The overall effect of reading these narratives, then, is at once deeply disturbing and extremely provocative. Assault, rape, and death shadow every individual, every family at every stage of their lives. Tariq, forced by a soldier to desecrate the sacred sanctum of Shah-e-Hamdan, grows up ‘fortuitous and frail’, a ‘dry stone craving water’: for him the rosary of his father’s faith can only be of bullet casings, the cold fury of metal ripping life after life. Imran, taught by his father to use a gun well, gleans himself from the redemptive shadow of Ilham to become the man he never wanted to be. Kamran, framed by Inspector Masoodi in a protest he was not privy to, turns enemy of the state in an impassioned response to the deliberative injustice of the state. In effect, the pages of these narratives are littered with ‘skin turned red and blue’, bodies on ‘cold, stone floor covered in spit and stinking of faeces’, skulls split, ‘blood and brain matter…trickled out’. Nature too is not left untouched, as occupation transforms the beauty of Kashmir into ‘creepy vegetation’: under Major S’s command, living, breathing emblems of Kashmir’s natural heritage bleed ‘white and reddish’ as they are cut to make coffins.
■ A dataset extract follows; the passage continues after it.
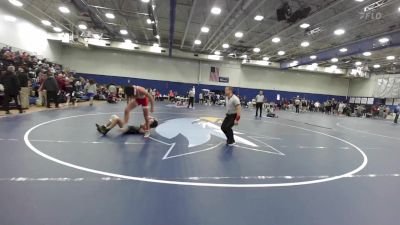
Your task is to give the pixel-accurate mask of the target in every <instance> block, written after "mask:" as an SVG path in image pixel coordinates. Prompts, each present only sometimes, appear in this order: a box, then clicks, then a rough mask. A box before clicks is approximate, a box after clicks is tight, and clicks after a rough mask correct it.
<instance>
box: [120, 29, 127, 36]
mask: <svg viewBox="0 0 400 225" xmlns="http://www.w3.org/2000/svg"><path fill="white" fill-rule="evenodd" d="M119 32H120V33H121V34H122V35H127V34H128V31H127V30H124V29H123V30H120V31H119Z"/></svg>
It is in giving vivid voice to this psychosomatic transformation of Kashmir as the site of almost unending night that Rather shows himself to be an adept and keenly perceptive craftsman. Space, time, and location fuse in these narratives, weaving society, culture, and nature into the same thread of steady corrosion. Boldly taking the terms of the debate from the dialectic tussle between fact and fiction to an inspired verisimilitude, The Night of Broken Glass stands as powerful testimony to the wreckage of generations of ordinary, innocent lives crushed under the geopolitics of national and religious war. In an image-heavy milieu of quick judgment and instant gratification, the abiding power of good writing seems to still lie in its ability to suffuse the soul with a rich sense of the experiential truths of the world. Rather is successful in evoking a deep sense of the many contestations which constitute the lives and contexts of Kashmiris today. To have such effect, to conjure an idea and a vision of the lives of others so that they become lived not as much through the corporeality of experience but through the intangibility of affect and empathy, this, surely, is the mark of good writing. Read with an open mind and heart, The Night of Broken Glass holds the capacity to effect deep transformation in the politics and poetics of the everyday in Kashmir.
Anubhav Pradhan is a Doctoral candidate with the Department of English, Jamia Millia Islamia, Delhi.